A chiarire il quadro è stato il presidente della commissione Sport, Michele Boero, che ha spiegato le motivazioni alla base della scelta: “Per un anno ci sarà l’affidamento diretto e, contestualmente, partirà un bando pubblico. Si tratta di un affidamento in prova, un punto di partenza per garantire da subito l’apertura dell’impianto”.
Secondo quanto emerso, la gestione temporanea potrebbe essere affidata alla Zalu’s School, una Società sportiva dilettantistica che rappresenta anche la prima scuola di skate dell’isola. Una realtà consolidata che ha contribuito a trasformare profondamente la percezione di questa disciplina.
“Ci sentiamo tutelati ad affidarlo a professionisti che conoscono al meglio le potenzialità di questo sport e possano anche garantire la sicurezza degli allievi”, ha aggiunto Boero.
Un tempo considerato uno sport “da strada”, lo skate oggi è sempre più strutturato grazie al lavoro di scuole specializzate. Alla Zalu’s School, ad esempio, “si insegna non solo a utilizzare lo skate per divertirsi, ma anche a cadere correttamente per evitare infortuni” spiega Riccardo Asuni, Presidente della Società e fondatore della scuola. Un approccio didattico che parte dalle basi: postura ed equilibrio vengono insegnati inizialmente da fermi, senza ruote, per consentire agli allievi di acquisire sicurezza prima di passare alla pratica.
Un altro aspetto significativo è l’ampia fascia d’età degli appassionati: oltre ai ragazzi e ai bambini, lo skate attira anche adulti tra i 30 e gli over 40, che grazie alla scuola riescono a superare paure e ostacoli che avrebbero impedito loro di iniziare in autonomia.

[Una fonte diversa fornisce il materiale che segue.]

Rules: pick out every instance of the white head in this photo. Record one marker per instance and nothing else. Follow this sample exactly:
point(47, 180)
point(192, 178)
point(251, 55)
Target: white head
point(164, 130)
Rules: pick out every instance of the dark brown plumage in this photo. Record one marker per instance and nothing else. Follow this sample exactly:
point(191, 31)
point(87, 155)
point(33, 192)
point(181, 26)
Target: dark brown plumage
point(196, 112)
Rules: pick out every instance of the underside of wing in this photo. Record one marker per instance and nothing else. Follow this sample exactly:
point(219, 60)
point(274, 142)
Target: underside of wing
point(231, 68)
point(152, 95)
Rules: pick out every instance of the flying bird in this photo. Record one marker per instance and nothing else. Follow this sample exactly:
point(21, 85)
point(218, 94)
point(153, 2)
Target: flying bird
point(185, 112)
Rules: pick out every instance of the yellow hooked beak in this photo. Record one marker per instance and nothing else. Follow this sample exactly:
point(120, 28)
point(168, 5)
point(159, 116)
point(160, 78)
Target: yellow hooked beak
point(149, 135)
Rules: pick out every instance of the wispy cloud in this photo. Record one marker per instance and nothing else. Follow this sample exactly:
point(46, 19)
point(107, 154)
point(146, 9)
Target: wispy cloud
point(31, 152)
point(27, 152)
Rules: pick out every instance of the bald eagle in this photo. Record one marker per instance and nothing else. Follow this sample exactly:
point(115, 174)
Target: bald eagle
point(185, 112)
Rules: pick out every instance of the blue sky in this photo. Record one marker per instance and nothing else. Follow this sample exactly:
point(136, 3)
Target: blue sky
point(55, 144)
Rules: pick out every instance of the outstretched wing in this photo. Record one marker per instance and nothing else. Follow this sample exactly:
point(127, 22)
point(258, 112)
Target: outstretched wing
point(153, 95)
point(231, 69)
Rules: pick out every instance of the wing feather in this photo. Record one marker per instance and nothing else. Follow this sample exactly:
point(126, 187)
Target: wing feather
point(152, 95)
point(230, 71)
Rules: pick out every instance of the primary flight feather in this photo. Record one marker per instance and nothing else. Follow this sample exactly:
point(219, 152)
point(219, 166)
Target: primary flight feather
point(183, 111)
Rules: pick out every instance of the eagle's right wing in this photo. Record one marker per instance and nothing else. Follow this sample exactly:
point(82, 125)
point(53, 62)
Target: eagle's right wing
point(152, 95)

Inoltre, “grazie a un metodo strutturato didattico, i giovani oggi progrediscono molto più rapidamente, arrivando spesso a superare anche i veterani” commenta Asuni, detto “Zalu”, che insieme agli insegnanti della sua scuola vanta un’esperienza quarantennale nello skate.
Con realtà come questa, lo skate è diventato uno sport ufficiale a tutti gli effetti, con regole, tutele e sistemi di sicurezza, tra cui il tesseramento assicurativo della Federazione.
Nel frattempo, gli uffici comunali lavoreranno alla predisposizione della gara pubblica che definirà l’affidamento a lungo termine.